Kathleen Brooks, research director at Forex.com, notes that even if the stock market has limited impact on the real economy in China, there's still a risk of a "hard landing."
Stock Market Crash Timeline
The Shanghai stock index lost thirty-two percent from its peak on July 8, 2015, after peaking at 5,166 points.
China's central bank, the People's Bank of China (PBOC), cut its benchmark lending rate to a record low and reduced reserve requirements for some banks in an effort to stabilize the market.
Pension funds managed by local governments were allowed to invest in the stock market, unlocking up to one billion RMB to invest in the equity market.
The Shanghai and Shenzhen stock exchanges announced plans to lower securities transaction fees by thirty percent, but stocks continued to drop, with the Shanghai Composite Index dropping 8.5 percent in a day.
The Chinese Securities Regulatory Commission (CSRC) lowered the threshold for margin financing for individual investors, and regulators halted new initial public offerings in an effort to shore up liquidity.

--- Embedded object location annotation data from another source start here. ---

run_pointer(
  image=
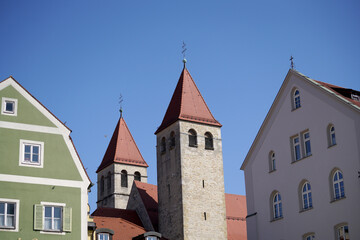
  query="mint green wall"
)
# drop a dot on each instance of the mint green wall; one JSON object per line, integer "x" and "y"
{"x": 26, "y": 112}
{"x": 58, "y": 163}
{"x": 30, "y": 194}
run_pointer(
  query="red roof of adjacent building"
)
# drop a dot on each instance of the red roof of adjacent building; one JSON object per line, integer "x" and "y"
{"x": 187, "y": 104}
{"x": 122, "y": 148}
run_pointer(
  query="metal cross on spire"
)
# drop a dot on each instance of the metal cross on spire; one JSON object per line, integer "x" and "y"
{"x": 120, "y": 103}
{"x": 183, "y": 52}
{"x": 291, "y": 62}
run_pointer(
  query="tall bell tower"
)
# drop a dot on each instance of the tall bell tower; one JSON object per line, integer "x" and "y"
{"x": 190, "y": 167}
{"x": 121, "y": 165}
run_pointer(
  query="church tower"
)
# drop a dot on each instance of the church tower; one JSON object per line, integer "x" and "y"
{"x": 190, "y": 168}
{"x": 122, "y": 163}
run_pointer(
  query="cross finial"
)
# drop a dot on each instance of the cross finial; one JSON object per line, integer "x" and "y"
{"x": 183, "y": 52}
{"x": 120, "y": 103}
{"x": 291, "y": 62}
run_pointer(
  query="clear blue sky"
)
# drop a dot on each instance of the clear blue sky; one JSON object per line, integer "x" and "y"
{"x": 76, "y": 57}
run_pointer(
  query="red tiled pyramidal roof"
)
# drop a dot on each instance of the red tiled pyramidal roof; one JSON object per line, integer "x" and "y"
{"x": 187, "y": 104}
{"x": 122, "y": 148}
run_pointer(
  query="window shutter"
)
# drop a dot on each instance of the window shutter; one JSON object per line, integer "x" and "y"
{"x": 67, "y": 216}
{"x": 38, "y": 217}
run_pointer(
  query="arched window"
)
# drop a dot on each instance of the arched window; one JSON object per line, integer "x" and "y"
{"x": 109, "y": 182}
{"x": 277, "y": 206}
{"x": 272, "y": 163}
{"x": 102, "y": 185}
{"x": 331, "y": 135}
{"x": 172, "y": 140}
{"x": 163, "y": 145}
{"x": 296, "y": 99}
{"x": 192, "y": 138}
{"x": 338, "y": 185}
{"x": 137, "y": 176}
{"x": 123, "y": 178}
{"x": 209, "y": 142}
{"x": 306, "y": 196}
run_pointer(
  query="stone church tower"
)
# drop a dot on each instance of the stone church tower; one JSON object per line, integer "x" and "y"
{"x": 122, "y": 163}
{"x": 190, "y": 168}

Over the course of a few days, the China Securities Finance Corp (CSF) bought at least one trillion RMB worth of shares in an effort to stabilize markets, but the Shanghai stock index still plummeted thirty-two percent from its peak.

The Ministry of Public Security said it would help the CSRC investigate short selling of stocks and indexes, and Caijing journalist Wang Xiaolu published an article claiming the CSRC plans to withdraw funds from the stock market.
On August 11, 2015, China carried out the biggest devaluation of the renminbi in two decades to boost its slowing economy.
The CSRC announced that it would allow the market to play a bigger role in determining stock prices, signaling that the government might reduce its role in propping up the markets.
The Shanghai's main share index lost 8.49 percent of its value on August 10, 2015, dubbed 'Black Monday' by Xinhua.